Plato: supposedly there, but wrote the Apology about ten years later.
Apology: a literary document
SOCIAL VIEW
Start with charges against Socrates, of being a
cosmologist and a sophist, as he himself points out in the Apology:
"There is a clever man called Socrates who has
theories about the heavens and has investigated everything below the earth, and
can make the weaker argument defeat the stronger." (Section A, 18c)
"Socrates is committing an injustice, in that he
inquires into things below the earth and in the sky, and makes the weaker
argument defeat the stronger, and teaches others to follow his example."
(Section A, 19b)
"if you have heard anyone say that I try to educate
people and charge a fee, there is no truth in that either…" (Section B,
19e)
You already know that cosmologists, or natural
philosophers, were men who sought natural explanations for material processes,
as opposed to supernatural explanations. They rejected Poseidon’s trident blow
as an explanation for earthquakes, much like we eventually come to favor the
natural explanation for thunder over "God is bowling" or "God is
wrestling with the devil." Those are both examples of a culture drawing on
the divine for answers to questions about natural processes.
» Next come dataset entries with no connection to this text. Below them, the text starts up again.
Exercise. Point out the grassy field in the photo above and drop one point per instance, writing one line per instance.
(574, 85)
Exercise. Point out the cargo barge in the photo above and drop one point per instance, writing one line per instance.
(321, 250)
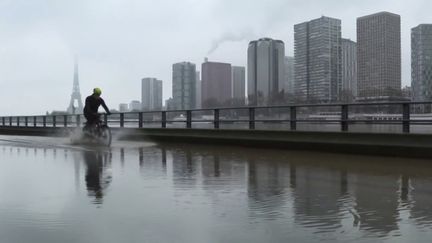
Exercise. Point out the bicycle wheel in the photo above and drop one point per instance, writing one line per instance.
(105, 135)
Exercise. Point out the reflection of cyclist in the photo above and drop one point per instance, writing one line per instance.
(92, 105)
(97, 177)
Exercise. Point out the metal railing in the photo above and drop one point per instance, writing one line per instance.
(402, 116)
But cosmologists
rejected the old gods.
Sophists were philosophers who turned their attention away
from investigation of the natural world and adopted a much more practical
approach to the use of philosophy. Sophists traveled wherever they could find a
client, and they earned their living by teaching such arts as rhetoric and
argumentation, skills that people eagerly paid to learn and use (and often
abuse). Protagoras (481-411 BC), earliest of the Sophists, is credited with
saying "man is the measure of all things." Protagoras will be expelled
from Athens in 415 BC. Sophists pointed out that while physis (nature)
is controlled by an unchanging set of laws that remain the same wherever you go,
nomos (custom, or man-made law) is arbitrary and changes from state to
state. This empowered men to think that they could shape the world and be
masters of their own fates. Originally, the goal of sophistry was defined as
"teaching excellence or virtue (arete)" primarily through
public speaking (the way any Greek of the 5th century made his way). But
sophistry became known as unscrupulous teaching that leads to unscrupulous
behavior. Because Athenian upperclass men made their way in society by learning
the skills of rhetoric and argumentation – remember you were your own lawyer
and press agent – then the sophists had more students than they could handle.
Everyone wanted to learn this new-fangled way of manipulating facts so they
could come out ahead. After all, isn’t that what rhetoric and argumentation is
all about? Manipulating your audience? Knowing the needs and likes of your
audience so that you satisfy them? So sophists sold their wares to the highest
bidder, and taught whatever skills would lead to success. So sophists eventually
came to be known for teaching young men to successfully argue anything two ways,
and being able to make any argument, right or wrong, win.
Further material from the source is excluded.